Intelligent Surveillance Camera

Person re-identification (re-ID) aims to match the same person across different camera views. In recent years, significant progress has been made in re-ID; however, most studies are confined to short-term re-ID. Unlike long-term re-ID, in short-term re-ID, a person’s clothing remains unchanged, whereas in real-world scenarios, people change their clothes over time. Therefore, in long-term re-ID, extracting identity-related features such as body shape, hair color, and other biometric traits becomes important.

Point Cloud Scene Understanding

Point cloud segmentation is essential for 3D scene understanding by assigning semantic or instance labels to each point. While 3D segmentation focuses on static frames, 4D segmentation incorporates temporal information to handle dynamic changes such as moving objects. Despite recent advances, challenges like temporal consistency and computational cost remain. Our research aims to develop robust and efficient models for both 3D and 4D segmentation to enhance real-world scene understanding.

 Open-Vocabulary Learning

Open-vocabulary learning enables models to recognize unseen categories by leveraging semantic information like text or word embeddings, moving beyond fixed label sets. While recent advances in vision-language models have improved generalization, challenges remain in visual-semantic alignment and domain robustness. Our research focuses on building scalable, interpretable systems to enhance adaptability in real-world scenarios.

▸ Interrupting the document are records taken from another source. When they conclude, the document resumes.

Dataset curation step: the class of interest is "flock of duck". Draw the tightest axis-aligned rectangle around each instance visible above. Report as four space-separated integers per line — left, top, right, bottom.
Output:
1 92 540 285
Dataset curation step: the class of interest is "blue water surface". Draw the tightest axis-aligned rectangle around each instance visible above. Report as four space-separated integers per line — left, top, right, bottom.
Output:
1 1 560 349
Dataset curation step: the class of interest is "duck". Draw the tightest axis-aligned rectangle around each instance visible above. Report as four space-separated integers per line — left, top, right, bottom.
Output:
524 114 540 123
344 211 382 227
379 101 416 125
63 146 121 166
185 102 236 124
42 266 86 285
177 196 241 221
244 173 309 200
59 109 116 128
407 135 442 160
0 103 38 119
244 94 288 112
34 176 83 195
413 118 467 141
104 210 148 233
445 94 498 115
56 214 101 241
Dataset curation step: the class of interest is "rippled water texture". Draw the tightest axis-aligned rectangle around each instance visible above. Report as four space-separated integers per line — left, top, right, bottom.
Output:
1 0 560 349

Text-to-Image Generation / Editing
Text-to-image generation and image editing are key areas in image synthesis that enable creating and modifying images based on natural language descriptions. Recent advances with diffusion and transformer-based models have greatly improved image quality and control. However, challenges such as semantic alignment and consistency remain. Our research aims to develop controllable and semantically grounded models to enhance both text-to-image generation and image editing in open-domain scenarios.
Zero-Shot Learning
Zero-shot learning (ZSL) enables recognition of novel categories without labeled examples by using semantic information like attributes or text. Compositional ZSL extends this by identifying new combinations of known attributes and objects, improving generalization. Despite progress, challenges remain in representation learning and scalability. Our research focuses on developing robust, interpretable models to enhance zero-shot and compositional zero-shot learning for real-world applications.